Eh? Absolutely not. Since you mentioned that.... ______________ If you reformat, don't use the existing recovery partition! It most likely has random bloatware you don't need, don't want, and that does more overall harm than good simply by existing. https://www.microsoft.com/en-us/software-download/windows7 Download a fresh windows 7 ISO from Microsoft and make a bootable USB stick or burn it to a CD/DVD. ... The installation media isn't important - Microsoft will let you download that for free. The windows key is what really matters. That's for the product activation. ... Most likely, your laptop has a windows activation key embedded in the BIOS and you don't have to worry about it at all. ... Just in case, though, you can extract the key using third party software, or (possibly) find it somewhere on the laptop's exterior. ______________ Edit: Double checking myself, it seems windows 7 laptops are not so likely to have the key embedded in the BIOS like more modern laptops do. So make absolutely sure you find that key on the exterior of your laptop or extract it from the OS before you do anything.
Those windows 10 update might be annoying but that's what protecting your information. Windows 7 is no longer supported. Unless you love malware, ransomeware, all kind of wares and viruses.
Apple products and mobile devices in general tend to receive much less malware simply because they're not big enough targets. For the same reason taken to an extreme, some linux blends and even less common OS softwares are essentially virus-proof. ..... this doesn't mean they're actually more secure, just that no one is likely to program viruses for them. Popular operating systems can technically benefit from the same "protection" as they age. Windows XP, for example, is a lot less likely to be the target OS of a modern virus programmer than Windows 7, 8 or 10, despite its long-running popularity. ... Windows 7, likewise, will gain some measure of protection simply from becoming more and more obsolete as time goes on. At some point, it may be more "secure" than even the most modern, up-to-date OS. .. Or so says me, anyway, and I'm not known for accurate analysis of reality.

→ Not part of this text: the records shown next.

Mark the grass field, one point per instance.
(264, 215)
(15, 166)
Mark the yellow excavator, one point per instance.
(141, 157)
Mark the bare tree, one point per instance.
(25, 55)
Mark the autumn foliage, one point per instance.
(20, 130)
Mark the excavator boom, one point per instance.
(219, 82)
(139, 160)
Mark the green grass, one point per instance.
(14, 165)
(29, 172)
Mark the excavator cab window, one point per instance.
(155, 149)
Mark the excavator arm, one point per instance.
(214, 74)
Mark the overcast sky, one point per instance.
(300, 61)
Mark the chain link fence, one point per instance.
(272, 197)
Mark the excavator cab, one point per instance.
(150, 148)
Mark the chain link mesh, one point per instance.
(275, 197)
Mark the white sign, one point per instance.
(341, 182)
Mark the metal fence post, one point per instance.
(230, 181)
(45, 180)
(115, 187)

If you think Windows XP isn't a target, think again. http://www.nationalcash.com/blog/are-you-still-using-windows-xp-as-your-atm-operating-system/ Well, yeah it does. Everything collects your information nowadays. The toilet you use, your shoes, your schoolbag and most importantly, your headphones and earphones. Mainstream support has ended but it will still receive security updates. Well, I guess Windows 7 is more viable.
The whole point of what I just said is that viruses have to be targeted. ATM software is a *very* specific target and has nothing to do with the average XP user.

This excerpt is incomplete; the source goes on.